The culinary front of Patna is abounding with various delectable food items such as Litti Chokha, Khichadi, Pittha, Makhana, Dhuska, Kadhi Bari, Ghugni, Kafta, Shaahi Jhinga Masaledaar, Jhor Waali Machhli, Jhinga Biryaani, Parauntha, Patna Chaat, Samosa Chaat, Tikki Chaat, Dahi Chura Chini, Tilkut, Khaja, Peda, Kalakand, Motichoor Ka Laddu, Anarsa, Kala Jamun, Khubi Ka Lai, Pua, Chena Murki, Laai, Sonpapdi, Balushahi, Halwa, Perukia, Chiwra, Sattu-Pani, Lassi, etc.
The shopping delights of the Patna city comprise Madhubani & Mithila Paintings, Raw Tussar Silk Clothes, Traditional Handicrafts, Stone and Bead Jewellery, Stone Pottery Items, Hand Painted Wall Hangings, Miniature Paintings on Leaves and Paper, Appliqué Work of Fabric, Leather Goods, Wooden Stools, etc.
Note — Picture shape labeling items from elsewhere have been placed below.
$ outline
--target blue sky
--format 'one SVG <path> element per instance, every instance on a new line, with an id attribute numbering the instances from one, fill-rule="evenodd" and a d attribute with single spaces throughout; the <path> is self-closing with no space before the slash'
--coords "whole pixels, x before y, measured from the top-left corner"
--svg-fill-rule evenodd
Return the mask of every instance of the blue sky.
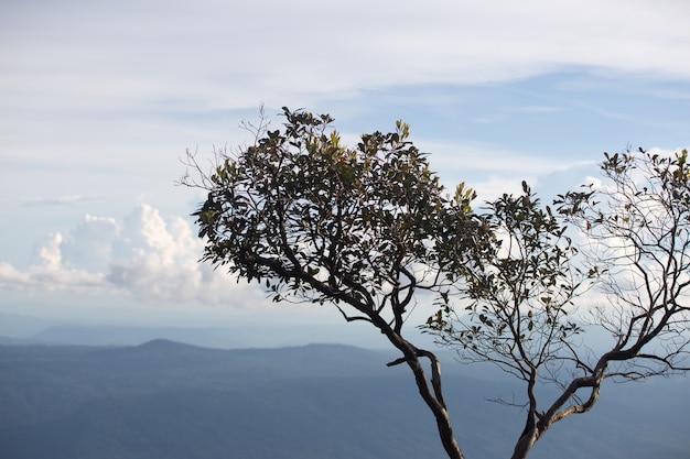
<path id="1" fill-rule="evenodd" d="M 688 147 L 688 18 L 684 0 L 3 1 L 0 312 L 277 317 L 196 263 L 202 195 L 174 186 L 185 149 L 246 141 L 261 103 L 349 140 L 402 119 L 486 199 L 521 179 L 550 199 L 604 151 Z"/>

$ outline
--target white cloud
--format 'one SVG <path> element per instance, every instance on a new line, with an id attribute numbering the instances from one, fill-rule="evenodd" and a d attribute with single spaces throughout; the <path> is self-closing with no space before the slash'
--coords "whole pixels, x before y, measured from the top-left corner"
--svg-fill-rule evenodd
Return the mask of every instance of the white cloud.
<path id="1" fill-rule="evenodd" d="M 213 110 L 414 84 L 486 84 L 581 66 L 690 77 L 678 1 L 122 1 L 15 9 L 4 103 Z M 84 8 L 86 7 L 86 8 Z"/>
<path id="2" fill-rule="evenodd" d="M 0 288 L 129 293 L 154 302 L 251 306 L 256 288 L 198 262 L 203 241 L 182 218 L 140 205 L 118 221 L 87 215 L 67 236 L 48 234 L 26 270 L 0 262 Z"/>

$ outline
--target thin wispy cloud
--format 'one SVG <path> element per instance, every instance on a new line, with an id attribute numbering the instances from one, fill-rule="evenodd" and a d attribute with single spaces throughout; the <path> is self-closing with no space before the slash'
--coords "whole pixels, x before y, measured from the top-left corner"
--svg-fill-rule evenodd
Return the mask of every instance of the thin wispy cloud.
<path id="1" fill-rule="evenodd" d="M 688 146 L 689 17 L 675 0 L 6 1 L 0 289 L 254 302 L 198 264 L 203 197 L 174 182 L 185 149 L 251 141 L 238 124 L 261 103 L 273 128 L 282 106 L 328 112 L 348 144 L 402 119 L 450 189 L 485 199 L 563 192 L 628 143 Z"/>

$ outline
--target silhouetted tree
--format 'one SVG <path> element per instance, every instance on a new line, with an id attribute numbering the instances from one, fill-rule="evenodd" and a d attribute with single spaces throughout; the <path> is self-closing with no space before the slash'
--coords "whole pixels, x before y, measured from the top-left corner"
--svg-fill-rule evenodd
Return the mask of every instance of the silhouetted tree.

Even though a number of schools of painting and various art forms like the Patna Qalam perished prematurely due to the lack of support and benefaction.
The chief festivals celebrated at Patna include Chhath, Sonepur Mela, Diwali, Holi, Durga Puja, Makar Sankranti, Maha Shivratri, Teej, Ram Navami, Raksha Bandhan, Janmastmi, Jitiya, Saraswati Puja, Chitra Gupta Puja, Pitrapaksha Mela, Kartik Purnima, Gurupurab, Buddha Purnima, Paryushan, Mahavir Jayanti, Muharram, Bakri Eid, Eid, Christmas, Patna Film Festival, Food Festivals, etc.
Chhath Festival also called ‘Aastha ka Mahaparv’ is the biggest festival of Patna celebrated in the honor of Lord Surya i.e. the Sun God for surviving and nurturing life on the earth. Observed for four consecutive days, the Chhath Festivals falls twice a year in the Hindu months of Chaitra and Kartik. The celebration includes holy baths, fasting and offering arghya to the Sun God at the sunrise and the sunset by standing in the Ganga River.
‘Nahay-Khaye’ is the first day of the Chhath Festival when the devotees bathe in the Ganga River and eat only one time during the day. ‘Kharna’ is the second day when the devotees fast the whole day and eat the Prasad of Kheer Puri in the evening after the sunset. ‘Sanjhiya Arghya’ is the third day of Chhath when offerings are prepared during the day and the devotees gather at the riverbanks in the evening to worship the Sun God at Sunset. They spend the whole night there only without sleeping. ‘Paran’ is the forth day when the devotees, after the night long ‘Jagaran’ worship the rising Sun in the morning. Then they break their fast on the river banks itself and thus mark the end of the Chhath Festival.
Sonepur Mela, held at Sonepur about 25 kilometers away from Patna is one of the largest cattle fairs in the world which beckons the cattle traders not only from India but from other Asiatic countries as well. Elephants, horses, camels, cows and other animals are sold here in galore. This fair starts on the day of Kartik Purnima in the English month of November.
Pitrapaksha Mela is observed at Gaya in the month of September when people offer Pindadaan and Tarpan to their departed forefathers in order to grant them with the Moksha i.e. salvation.